Eine wichtige Versorgungslücke soll geschlossen werden  ■ Von Philippe Ressing

Die öffentlich-rechtlichen Anstalten werden ab 1992 ein gemeinsames Frühstücksfernsehen zwischen sechs und neun Uhr ausstrahlen, so verkündet durch ZDF-Intendant Stolte und ARD-Chef Nowottny bei der Eröffnung der Funkausstellung (wir berichteten). Im wöchentlichen Wechsel wollen das ZDF und für die ARD der WDR das Morgenprogramm produzieren. Die Redaktionen von Heute und ARD-Aktuell sollen dazu aktuelle Nachrichten liefern. Unklar ist bei dem Vorhaben, ob bereits ab 1. Januar, wie von der ARD bevorzugt, oder erst zu den olympischen Spielen im Sommer gesendet wird, wie die Mainzer es wünschen.

Genaue Kosten für das TV-Frühstück wurden bisher öffentlich nicht genannt. ARD und ZDF legten der Kommission zur Ermittlung der Rundfunkgebühren (KEF) Pläne vor, die von insgesamt 140 Planstellen in beiden Anstalten ausgehen. Beim WDR sind die zusätzlichen 107 Stellen bereits bewilligt worden. Die ARD gab der KEF gegenüber erwartete Kosten in Höhe von 58,1 Millionen Mark für einen Zeitraum von fünf Jahren an. Viertelstündliche Nachrichten sowie Sportinformationen, Wirtschaftsberichte und unterhaltende Elemente sind die Bestandteile des Programms. Laut ZDF-Intendant Stolte will man damit „eine wichtige Versorgungslücke“ schließen und nicht weiter SAT 1 und RTL plus das „Informationsmonopol“ um diese Zeit überlassen.

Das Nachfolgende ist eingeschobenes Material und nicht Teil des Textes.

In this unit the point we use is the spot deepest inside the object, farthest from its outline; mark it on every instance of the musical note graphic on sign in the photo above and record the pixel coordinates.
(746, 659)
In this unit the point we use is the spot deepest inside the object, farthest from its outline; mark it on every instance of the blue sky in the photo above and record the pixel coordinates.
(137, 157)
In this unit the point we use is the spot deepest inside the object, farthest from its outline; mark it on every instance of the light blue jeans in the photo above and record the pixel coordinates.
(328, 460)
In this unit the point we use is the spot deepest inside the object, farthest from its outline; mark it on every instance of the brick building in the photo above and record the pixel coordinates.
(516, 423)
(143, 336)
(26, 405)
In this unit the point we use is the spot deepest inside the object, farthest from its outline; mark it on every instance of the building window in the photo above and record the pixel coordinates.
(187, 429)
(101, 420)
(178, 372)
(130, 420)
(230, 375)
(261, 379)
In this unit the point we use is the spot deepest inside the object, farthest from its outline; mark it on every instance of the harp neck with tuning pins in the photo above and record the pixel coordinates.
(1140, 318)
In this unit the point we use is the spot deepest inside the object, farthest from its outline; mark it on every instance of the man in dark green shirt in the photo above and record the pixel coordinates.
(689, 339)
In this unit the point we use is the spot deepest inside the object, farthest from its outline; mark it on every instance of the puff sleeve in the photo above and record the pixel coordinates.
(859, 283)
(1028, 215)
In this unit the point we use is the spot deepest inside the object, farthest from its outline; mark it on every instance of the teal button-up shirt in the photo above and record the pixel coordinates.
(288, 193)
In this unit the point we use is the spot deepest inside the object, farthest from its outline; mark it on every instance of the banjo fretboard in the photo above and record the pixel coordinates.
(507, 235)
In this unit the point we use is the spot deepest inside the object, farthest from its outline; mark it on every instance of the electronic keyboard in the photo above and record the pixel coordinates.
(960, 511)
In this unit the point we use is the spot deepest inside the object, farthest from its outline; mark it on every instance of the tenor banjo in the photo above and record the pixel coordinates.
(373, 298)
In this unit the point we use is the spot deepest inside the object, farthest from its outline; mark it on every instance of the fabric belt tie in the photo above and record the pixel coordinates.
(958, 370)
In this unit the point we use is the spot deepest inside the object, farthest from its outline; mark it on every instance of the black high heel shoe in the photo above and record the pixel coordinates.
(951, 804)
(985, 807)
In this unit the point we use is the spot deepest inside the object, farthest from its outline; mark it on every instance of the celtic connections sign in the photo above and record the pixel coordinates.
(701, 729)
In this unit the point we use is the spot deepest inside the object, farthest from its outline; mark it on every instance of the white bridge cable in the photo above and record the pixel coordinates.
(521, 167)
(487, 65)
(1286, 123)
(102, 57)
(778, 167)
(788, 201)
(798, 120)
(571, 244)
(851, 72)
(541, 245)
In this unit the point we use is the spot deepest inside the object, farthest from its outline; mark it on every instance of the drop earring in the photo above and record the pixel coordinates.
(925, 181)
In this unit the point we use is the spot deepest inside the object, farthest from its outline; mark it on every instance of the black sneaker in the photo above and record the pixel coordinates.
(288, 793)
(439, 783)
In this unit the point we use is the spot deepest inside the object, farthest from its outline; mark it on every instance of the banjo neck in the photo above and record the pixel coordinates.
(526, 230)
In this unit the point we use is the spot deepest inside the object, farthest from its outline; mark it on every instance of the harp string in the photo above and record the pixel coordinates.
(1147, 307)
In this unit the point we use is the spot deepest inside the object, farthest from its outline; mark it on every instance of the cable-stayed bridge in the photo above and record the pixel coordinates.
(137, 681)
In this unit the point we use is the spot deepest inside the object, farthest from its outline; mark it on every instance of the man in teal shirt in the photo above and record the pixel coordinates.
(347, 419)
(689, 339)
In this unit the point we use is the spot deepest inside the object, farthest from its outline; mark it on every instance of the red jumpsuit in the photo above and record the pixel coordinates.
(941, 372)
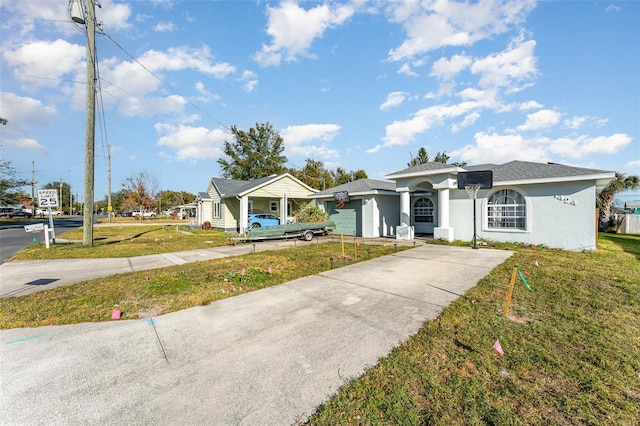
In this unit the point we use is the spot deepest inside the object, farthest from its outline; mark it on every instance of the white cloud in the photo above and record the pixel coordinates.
(542, 119)
(432, 25)
(250, 80)
(402, 132)
(509, 68)
(297, 140)
(496, 148)
(23, 114)
(28, 144)
(525, 106)
(293, 30)
(583, 145)
(150, 106)
(406, 70)
(393, 100)
(499, 148)
(191, 143)
(165, 27)
(49, 59)
(446, 69)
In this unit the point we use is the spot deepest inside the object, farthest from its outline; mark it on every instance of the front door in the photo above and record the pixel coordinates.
(423, 215)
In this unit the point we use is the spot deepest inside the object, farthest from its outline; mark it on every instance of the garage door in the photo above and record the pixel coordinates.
(348, 219)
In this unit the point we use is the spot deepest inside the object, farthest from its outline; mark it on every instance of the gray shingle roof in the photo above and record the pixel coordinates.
(359, 186)
(230, 187)
(424, 167)
(524, 170)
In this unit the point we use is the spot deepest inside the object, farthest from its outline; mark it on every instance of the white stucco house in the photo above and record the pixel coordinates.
(533, 203)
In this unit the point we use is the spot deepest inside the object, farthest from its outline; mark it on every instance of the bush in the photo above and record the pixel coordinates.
(311, 213)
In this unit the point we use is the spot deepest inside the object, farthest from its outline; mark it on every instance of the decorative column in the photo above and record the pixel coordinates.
(244, 214)
(283, 209)
(405, 231)
(443, 232)
(405, 208)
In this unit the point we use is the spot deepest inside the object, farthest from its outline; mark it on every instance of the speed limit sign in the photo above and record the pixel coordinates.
(47, 198)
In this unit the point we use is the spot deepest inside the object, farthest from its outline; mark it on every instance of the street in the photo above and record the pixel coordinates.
(13, 238)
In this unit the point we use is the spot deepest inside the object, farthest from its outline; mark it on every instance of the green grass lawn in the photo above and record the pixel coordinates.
(572, 350)
(159, 291)
(125, 240)
(572, 343)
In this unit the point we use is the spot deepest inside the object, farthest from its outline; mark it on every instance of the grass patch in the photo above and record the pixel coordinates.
(150, 293)
(572, 350)
(125, 241)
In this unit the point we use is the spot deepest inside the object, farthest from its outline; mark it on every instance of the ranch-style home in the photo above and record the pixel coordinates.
(532, 203)
(227, 203)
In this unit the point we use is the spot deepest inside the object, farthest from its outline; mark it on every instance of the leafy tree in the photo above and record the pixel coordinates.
(359, 174)
(311, 213)
(140, 190)
(314, 174)
(421, 158)
(10, 184)
(441, 157)
(253, 155)
(341, 176)
(605, 198)
(168, 198)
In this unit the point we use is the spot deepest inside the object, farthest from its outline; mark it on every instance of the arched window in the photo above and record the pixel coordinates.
(423, 210)
(507, 209)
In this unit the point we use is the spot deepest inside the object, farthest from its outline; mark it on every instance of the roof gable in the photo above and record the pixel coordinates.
(234, 187)
(360, 186)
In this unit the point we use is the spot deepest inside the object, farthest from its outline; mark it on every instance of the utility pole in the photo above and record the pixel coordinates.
(109, 207)
(89, 161)
(33, 188)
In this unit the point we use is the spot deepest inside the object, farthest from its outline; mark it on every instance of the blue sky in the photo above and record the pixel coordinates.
(360, 85)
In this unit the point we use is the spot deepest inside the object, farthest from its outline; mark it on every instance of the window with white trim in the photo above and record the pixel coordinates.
(506, 209)
(423, 210)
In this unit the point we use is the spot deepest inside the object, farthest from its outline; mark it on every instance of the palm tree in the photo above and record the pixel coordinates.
(605, 198)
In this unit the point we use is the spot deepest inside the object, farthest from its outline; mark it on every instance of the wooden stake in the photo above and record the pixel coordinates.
(510, 292)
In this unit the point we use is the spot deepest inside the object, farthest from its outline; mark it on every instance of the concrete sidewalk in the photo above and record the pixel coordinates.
(24, 277)
(269, 357)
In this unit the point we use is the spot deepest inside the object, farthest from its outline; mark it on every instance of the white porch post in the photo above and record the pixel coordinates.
(283, 209)
(405, 208)
(244, 213)
(443, 231)
(405, 231)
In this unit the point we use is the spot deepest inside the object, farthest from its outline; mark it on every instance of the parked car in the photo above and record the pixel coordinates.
(145, 214)
(27, 215)
(258, 220)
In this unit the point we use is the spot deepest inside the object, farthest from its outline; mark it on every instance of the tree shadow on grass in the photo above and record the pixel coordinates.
(629, 243)
(129, 238)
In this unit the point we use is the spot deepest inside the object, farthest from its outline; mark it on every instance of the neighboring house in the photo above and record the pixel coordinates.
(228, 202)
(632, 206)
(372, 210)
(533, 203)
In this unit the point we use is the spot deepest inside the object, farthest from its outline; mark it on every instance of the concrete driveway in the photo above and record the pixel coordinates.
(269, 357)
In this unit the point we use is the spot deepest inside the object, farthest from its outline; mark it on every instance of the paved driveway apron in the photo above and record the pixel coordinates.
(269, 357)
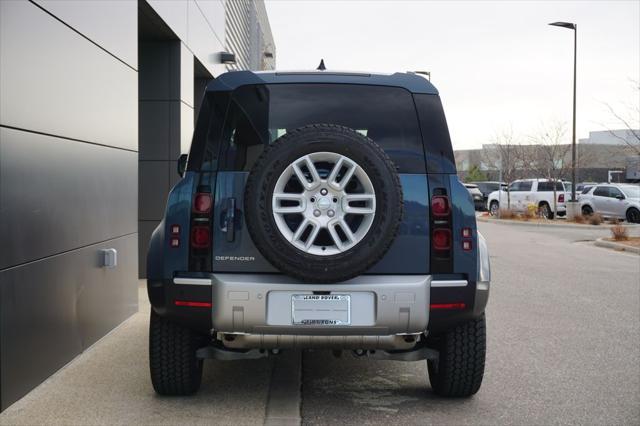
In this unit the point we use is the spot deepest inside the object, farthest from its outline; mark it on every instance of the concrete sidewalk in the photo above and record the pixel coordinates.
(109, 384)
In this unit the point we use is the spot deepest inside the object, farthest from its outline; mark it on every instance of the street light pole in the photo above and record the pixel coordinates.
(574, 27)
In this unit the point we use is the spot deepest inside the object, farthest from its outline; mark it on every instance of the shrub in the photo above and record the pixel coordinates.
(595, 219)
(619, 233)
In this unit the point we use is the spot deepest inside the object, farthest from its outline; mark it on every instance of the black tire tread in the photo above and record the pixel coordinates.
(461, 364)
(300, 267)
(175, 370)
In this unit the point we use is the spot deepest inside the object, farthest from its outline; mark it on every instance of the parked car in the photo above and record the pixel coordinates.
(526, 192)
(353, 234)
(487, 188)
(617, 201)
(476, 196)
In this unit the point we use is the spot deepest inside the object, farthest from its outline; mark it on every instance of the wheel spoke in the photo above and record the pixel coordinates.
(313, 172)
(347, 231)
(279, 197)
(331, 180)
(351, 169)
(334, 235)
(368, 209)
(312, 235)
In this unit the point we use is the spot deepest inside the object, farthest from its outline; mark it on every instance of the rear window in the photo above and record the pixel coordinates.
(259, 114)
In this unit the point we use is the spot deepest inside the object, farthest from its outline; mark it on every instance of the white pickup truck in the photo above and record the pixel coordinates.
(526, 192)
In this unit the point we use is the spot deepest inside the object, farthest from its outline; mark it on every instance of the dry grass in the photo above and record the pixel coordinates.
(579, 219)
(507, 214)
(595, 219)
(619, 233)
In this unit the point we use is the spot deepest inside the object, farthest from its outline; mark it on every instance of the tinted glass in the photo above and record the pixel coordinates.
(525, 186)
(601, 191)
(614, 192)
(260, 114)
(520, 186)
(548, 186)
(631, 191)
(435, 134)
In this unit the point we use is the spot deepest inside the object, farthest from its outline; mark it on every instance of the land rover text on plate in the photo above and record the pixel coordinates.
(319, 210)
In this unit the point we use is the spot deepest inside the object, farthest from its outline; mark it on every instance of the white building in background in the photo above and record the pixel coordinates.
(613, 137)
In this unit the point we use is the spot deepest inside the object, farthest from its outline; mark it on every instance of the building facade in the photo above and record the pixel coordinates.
(97, 101)
(601, 153)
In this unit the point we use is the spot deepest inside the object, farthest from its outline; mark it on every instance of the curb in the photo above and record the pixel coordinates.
(617, 246)
(551, 225)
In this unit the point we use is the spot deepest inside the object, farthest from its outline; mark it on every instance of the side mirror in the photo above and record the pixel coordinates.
(182, 164)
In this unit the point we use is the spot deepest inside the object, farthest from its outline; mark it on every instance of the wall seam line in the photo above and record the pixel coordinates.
(80, 34)
(18, 265)
(4, 126)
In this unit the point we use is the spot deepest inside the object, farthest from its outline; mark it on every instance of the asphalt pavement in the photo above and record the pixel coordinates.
(563, 348)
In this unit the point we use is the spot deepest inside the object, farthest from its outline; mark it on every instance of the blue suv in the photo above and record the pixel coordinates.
(319, 210)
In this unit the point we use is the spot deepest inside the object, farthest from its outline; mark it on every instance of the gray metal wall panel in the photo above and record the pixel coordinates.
(186, 20)
(160, 70)
(113, 25)
(57, 195)
(153, 189)
(213, 11)
(55, 81)
(53, 309)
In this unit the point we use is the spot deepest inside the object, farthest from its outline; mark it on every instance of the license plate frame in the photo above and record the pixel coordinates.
(321, 309)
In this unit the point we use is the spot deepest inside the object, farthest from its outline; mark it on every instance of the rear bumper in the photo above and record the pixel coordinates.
(381, 305)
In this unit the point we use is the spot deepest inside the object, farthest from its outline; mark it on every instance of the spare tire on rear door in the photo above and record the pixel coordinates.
(323, 203)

Bereits seit 1987 betreiben die Kommerziellen ihr Frühprogramm. Bei RTL heißt es Hallo Europa — Guten Morgen Deutschland. Dieser Morgengruß kostet im Jahr 12 Millionen Mark, wobei gerade zwei bis drei Millionen an Werbeeinnahmen wieder hereinkommen. Auch bei Guten Morgen von SAT 1 dürfte dies nicht besser aussehen, da insgesamt die Einschaltquoten des Frühstücksfernsehens gering sind. Eine Programmanalyse der bundesdeutschen TV-Programme des Jahres 1990 kommt bei den Kabelhaushalten auf eine Sehbeteiligung von nicht mal einem Prozent am frühen Morgen. Bei allen bundesdeutschen TV-Haushalten verzeichneten im Oktober 1990 die beiden kommerziellen Frühprogramme höchstens 300.000 ZuschauerInnen täglich. ARD und ZDF hatten einen Anteil an diesem Frühstückstörtchen, da sie zwischen Oktober und Dezember 1990 das Frühprogramm von RIAS-TV bundesweit über ihre Sender ausstrahlten.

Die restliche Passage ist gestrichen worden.